"Liberté" ou "droit" à l'IVG: qu'est ce que ça change?

Emmanuel Macron veut sanctuariser la "liberté garantie" des femmes à recourir à l'interruption volontaire de grossesse: en quoi cette formulation, compromis politique retenu dans le texte qui a passé une première étape à l'Assemblée mercredi, diffère-t-elle...

L'Assemblée nationale lors d'une séance de questions au gouvernement, le 24 octobre 2023 à Paris © Thomas SAMSON
L'Assemblée nationale lors d'une séance de questions au gouvernement, le 24 octobre 2023 à Paris © Thomas SAMSON

Emmanuel Macron veut sanctuariser la "liberté garantie" des femmes à recourir à l'interruption volontaire de grossesse: en quoi cette formulation, compromis politique retenu dans le texte qui a passé une première étape à l'Assemblée mercredi, diffère-t-elle d'un "droit à l'IVG" préconisé par les féministes?

Pourquoi la "liberté garantie"?

Le projet de loi prévoit d'insérer à l’article 34 de la Constitution que "la loi détermine les conditions dans lesquelles s'exerce la liberté garantie à la femme d’avoir recours à une interruption volontaire de grossesse".

Avec la formule "liberté garantie", l'exécutif tente de trouver une voie médiane entre l'Assemblée, qui avait adopté fin 2022 un texte LFI pour garantir "l'effectivité et l'égal accès au droit à l'IVG", et le Sénat, qui avait adopté une version modifiée évoquant la "liberté de la femme de mettre fin à sa grossesse".

Dans son avis sur le projet de loi constitutionnelle du 12 décembre, le Conseil d'Etat considère que "la consécration d'un droit à recourir à l'interruption volontaire de grossesse n'aurait pas une portée différente de la proclamation d'une liberté".

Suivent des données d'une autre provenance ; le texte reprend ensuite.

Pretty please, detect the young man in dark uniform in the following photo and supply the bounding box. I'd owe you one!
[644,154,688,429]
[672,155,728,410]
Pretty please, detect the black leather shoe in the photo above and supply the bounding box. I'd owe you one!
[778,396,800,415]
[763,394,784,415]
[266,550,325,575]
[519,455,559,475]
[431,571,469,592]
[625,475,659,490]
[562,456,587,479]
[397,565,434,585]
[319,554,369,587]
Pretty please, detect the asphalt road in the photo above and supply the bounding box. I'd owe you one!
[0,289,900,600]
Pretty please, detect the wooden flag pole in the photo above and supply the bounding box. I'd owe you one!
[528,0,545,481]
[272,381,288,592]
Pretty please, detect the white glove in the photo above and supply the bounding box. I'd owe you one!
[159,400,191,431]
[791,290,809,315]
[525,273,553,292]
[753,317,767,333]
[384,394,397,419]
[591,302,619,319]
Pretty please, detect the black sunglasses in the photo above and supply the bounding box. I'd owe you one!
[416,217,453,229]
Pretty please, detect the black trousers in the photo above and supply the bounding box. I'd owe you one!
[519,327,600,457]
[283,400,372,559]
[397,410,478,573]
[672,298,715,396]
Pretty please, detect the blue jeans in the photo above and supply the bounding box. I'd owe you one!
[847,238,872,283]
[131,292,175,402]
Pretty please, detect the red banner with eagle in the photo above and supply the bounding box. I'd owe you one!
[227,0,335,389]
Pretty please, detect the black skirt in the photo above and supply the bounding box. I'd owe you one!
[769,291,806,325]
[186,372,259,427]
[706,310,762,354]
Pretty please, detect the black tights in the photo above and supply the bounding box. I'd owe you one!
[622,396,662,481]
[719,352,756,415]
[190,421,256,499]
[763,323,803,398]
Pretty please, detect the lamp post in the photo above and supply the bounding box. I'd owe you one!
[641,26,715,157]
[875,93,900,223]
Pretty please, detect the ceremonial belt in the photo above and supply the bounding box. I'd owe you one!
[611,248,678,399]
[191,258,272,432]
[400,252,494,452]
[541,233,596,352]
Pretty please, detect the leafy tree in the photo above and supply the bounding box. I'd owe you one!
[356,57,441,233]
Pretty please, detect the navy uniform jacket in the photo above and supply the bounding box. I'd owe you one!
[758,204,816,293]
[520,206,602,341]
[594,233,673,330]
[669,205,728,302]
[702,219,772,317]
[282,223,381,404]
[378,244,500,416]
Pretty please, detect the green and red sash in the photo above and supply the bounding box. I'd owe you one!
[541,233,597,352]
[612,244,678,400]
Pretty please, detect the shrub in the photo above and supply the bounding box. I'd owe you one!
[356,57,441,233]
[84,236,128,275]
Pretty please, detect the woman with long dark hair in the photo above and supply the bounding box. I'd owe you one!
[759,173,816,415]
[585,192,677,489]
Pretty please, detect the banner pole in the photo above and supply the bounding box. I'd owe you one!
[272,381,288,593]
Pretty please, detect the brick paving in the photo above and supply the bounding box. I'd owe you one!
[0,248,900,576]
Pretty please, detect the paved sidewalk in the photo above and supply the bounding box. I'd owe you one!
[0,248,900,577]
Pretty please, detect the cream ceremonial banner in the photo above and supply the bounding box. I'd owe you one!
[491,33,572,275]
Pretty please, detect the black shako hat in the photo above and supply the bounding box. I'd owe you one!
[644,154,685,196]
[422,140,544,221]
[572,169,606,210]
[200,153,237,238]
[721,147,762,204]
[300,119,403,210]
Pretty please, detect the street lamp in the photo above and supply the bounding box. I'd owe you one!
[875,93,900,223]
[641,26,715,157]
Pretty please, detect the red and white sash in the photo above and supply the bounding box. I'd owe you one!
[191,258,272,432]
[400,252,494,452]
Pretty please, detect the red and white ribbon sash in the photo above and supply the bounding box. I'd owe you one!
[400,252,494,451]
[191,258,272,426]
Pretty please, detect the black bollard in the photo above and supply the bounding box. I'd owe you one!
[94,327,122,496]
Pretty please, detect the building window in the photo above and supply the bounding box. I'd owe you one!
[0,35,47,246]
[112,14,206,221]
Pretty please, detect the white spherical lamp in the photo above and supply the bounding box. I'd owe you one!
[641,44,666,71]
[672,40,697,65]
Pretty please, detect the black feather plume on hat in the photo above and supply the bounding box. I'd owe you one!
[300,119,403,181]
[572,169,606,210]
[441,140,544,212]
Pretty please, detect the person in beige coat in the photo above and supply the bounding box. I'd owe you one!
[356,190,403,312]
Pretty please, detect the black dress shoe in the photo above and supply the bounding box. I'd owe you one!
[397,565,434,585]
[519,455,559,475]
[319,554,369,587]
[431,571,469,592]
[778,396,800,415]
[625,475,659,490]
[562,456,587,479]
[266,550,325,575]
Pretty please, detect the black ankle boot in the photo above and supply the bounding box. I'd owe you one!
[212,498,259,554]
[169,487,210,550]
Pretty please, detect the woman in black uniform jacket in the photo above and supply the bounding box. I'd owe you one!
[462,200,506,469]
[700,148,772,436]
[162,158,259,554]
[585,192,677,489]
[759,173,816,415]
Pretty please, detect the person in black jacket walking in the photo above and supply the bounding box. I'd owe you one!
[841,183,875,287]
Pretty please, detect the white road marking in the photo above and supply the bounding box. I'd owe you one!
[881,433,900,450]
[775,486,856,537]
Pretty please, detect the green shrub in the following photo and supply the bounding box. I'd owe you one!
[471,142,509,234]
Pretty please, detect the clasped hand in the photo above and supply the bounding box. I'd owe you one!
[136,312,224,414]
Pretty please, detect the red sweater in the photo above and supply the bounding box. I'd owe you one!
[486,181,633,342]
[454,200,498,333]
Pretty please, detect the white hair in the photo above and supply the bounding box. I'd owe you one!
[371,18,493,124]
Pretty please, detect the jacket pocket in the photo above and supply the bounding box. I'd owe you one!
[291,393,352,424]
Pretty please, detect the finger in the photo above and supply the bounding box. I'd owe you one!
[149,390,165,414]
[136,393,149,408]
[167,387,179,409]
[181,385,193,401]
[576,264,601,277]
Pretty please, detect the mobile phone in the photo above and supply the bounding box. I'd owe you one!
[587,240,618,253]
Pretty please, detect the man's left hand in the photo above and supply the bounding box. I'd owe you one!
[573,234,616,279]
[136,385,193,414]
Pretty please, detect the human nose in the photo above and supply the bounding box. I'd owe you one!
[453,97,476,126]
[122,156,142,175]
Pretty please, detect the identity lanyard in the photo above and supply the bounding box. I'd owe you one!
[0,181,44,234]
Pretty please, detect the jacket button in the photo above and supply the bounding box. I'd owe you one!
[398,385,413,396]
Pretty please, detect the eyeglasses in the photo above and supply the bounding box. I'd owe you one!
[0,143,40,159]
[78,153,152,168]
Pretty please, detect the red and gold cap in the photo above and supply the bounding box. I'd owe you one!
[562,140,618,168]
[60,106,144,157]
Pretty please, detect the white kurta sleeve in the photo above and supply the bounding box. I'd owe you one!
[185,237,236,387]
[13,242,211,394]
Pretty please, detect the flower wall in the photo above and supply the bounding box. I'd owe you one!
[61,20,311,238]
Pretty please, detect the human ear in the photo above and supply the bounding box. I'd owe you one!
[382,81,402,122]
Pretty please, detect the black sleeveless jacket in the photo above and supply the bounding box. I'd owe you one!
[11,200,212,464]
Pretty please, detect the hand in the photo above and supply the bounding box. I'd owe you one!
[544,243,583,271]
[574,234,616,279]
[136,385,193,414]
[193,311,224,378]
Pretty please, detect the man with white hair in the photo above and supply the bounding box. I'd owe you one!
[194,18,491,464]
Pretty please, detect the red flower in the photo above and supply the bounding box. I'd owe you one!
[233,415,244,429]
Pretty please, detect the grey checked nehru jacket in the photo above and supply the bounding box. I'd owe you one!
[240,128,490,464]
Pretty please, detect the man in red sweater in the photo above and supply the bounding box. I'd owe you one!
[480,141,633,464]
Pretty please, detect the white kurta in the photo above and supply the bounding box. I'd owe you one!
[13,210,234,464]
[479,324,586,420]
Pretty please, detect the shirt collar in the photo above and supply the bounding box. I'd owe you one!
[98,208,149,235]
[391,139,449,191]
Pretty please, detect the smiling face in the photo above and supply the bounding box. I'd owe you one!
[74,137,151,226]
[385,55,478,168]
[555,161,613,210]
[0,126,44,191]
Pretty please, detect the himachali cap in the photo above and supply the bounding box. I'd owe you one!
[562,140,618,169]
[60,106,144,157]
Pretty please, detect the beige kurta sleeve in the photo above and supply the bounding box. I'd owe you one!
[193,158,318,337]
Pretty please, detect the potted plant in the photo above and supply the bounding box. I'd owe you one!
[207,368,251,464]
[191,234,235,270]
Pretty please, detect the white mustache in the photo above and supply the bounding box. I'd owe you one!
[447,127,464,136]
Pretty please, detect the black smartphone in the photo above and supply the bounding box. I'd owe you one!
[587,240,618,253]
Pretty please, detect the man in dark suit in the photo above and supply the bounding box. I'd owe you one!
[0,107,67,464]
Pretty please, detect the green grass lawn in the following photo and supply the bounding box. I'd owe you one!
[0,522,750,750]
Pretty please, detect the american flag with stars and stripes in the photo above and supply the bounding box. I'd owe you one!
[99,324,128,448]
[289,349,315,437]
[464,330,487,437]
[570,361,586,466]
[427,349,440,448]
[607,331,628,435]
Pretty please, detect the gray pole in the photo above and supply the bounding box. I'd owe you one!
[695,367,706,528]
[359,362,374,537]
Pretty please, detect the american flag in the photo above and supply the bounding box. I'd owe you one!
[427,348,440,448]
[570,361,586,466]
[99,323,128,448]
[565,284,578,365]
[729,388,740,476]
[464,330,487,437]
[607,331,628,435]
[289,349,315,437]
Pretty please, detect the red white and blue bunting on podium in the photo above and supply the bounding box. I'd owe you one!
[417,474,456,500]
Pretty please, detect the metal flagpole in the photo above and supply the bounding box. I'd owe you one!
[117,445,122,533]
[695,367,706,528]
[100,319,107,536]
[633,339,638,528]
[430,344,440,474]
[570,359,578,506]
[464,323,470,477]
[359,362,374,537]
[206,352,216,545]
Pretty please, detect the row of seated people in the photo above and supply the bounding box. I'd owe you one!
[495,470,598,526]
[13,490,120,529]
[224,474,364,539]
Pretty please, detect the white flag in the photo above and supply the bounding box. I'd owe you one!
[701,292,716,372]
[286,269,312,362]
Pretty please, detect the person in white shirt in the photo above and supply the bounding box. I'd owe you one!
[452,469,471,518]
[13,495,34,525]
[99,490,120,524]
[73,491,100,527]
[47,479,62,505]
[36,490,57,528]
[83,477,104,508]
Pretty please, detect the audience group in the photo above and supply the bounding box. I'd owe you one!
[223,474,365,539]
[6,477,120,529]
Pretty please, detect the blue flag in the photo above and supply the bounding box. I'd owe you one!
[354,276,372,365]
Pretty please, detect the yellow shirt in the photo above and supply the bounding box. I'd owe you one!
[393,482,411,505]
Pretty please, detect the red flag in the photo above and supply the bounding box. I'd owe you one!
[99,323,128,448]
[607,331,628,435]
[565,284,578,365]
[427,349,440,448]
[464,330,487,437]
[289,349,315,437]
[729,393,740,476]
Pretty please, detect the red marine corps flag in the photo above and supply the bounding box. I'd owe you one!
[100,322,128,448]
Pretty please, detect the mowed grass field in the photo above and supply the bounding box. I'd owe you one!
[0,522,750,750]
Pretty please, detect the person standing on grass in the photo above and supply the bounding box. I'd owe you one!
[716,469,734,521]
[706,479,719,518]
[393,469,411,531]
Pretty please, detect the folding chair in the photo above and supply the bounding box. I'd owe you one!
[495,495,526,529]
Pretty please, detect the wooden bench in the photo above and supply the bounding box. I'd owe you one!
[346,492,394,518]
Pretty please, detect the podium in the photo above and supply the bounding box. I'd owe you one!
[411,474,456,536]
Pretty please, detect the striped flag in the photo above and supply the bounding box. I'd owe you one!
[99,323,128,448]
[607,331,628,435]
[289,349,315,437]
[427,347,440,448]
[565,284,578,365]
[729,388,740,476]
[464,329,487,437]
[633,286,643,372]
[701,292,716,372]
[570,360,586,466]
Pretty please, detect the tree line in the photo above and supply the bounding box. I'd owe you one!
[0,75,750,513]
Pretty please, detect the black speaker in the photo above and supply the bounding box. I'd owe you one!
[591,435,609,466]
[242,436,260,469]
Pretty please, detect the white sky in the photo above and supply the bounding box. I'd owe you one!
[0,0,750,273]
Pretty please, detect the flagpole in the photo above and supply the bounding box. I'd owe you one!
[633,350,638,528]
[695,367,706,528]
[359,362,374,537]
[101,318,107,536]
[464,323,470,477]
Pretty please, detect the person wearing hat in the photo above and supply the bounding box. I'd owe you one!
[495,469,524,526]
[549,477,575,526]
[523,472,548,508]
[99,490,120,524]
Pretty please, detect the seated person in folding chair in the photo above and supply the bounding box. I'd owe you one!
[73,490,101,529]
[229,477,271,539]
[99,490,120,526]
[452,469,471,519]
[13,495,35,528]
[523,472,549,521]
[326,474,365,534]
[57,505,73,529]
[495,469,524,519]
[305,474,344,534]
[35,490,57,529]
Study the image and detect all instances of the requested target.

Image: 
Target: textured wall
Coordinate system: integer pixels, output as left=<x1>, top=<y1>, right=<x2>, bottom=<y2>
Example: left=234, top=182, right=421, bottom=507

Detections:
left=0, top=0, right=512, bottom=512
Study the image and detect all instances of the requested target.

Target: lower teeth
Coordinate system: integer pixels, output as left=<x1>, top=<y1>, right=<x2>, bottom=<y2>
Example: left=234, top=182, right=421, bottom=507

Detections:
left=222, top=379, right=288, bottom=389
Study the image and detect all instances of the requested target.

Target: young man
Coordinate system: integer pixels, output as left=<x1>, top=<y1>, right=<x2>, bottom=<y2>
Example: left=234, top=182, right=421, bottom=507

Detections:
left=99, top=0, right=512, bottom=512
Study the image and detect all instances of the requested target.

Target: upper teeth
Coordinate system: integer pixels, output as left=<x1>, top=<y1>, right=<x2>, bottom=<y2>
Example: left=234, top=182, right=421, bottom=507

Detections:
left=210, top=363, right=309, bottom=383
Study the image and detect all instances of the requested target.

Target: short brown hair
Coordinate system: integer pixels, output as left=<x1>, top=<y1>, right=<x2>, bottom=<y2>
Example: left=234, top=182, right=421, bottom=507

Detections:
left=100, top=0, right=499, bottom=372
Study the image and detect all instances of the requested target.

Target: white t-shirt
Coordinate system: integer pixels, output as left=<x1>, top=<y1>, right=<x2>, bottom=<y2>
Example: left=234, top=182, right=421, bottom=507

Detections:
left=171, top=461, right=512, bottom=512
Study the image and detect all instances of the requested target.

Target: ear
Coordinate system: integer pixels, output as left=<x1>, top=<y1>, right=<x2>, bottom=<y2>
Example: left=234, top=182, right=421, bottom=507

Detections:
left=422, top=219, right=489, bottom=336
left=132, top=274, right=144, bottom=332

"Le mot +garanti+ vise à créer un bouclier protecteur qui protège le droit à l'IVG tel qu'il est défini aujourd'hui (délais, remboursements...)", a indiqué à l'AFP le rapporteur du texte Guillaume Gouffier-Valente (Renaissance).

Qu'en pensent les associations féministes?

Elles réclamaient initialement un "droit à l'IVG" mais elles acceptent le compromis comme "le seul chemin possible vers un vote", selon la Fondation des Femmes.

L'avis du Conseil d'Etat les a "rassurées" car "il donne aux termes +liberté+ et +droit+ la même valeur constitutionnelle", précise Albane Gaillot, chargée de plaidoyer au Planning familial. Le mot "garanti" est une demande des féministes "pour donner plus de poids", ajoute-t-elle.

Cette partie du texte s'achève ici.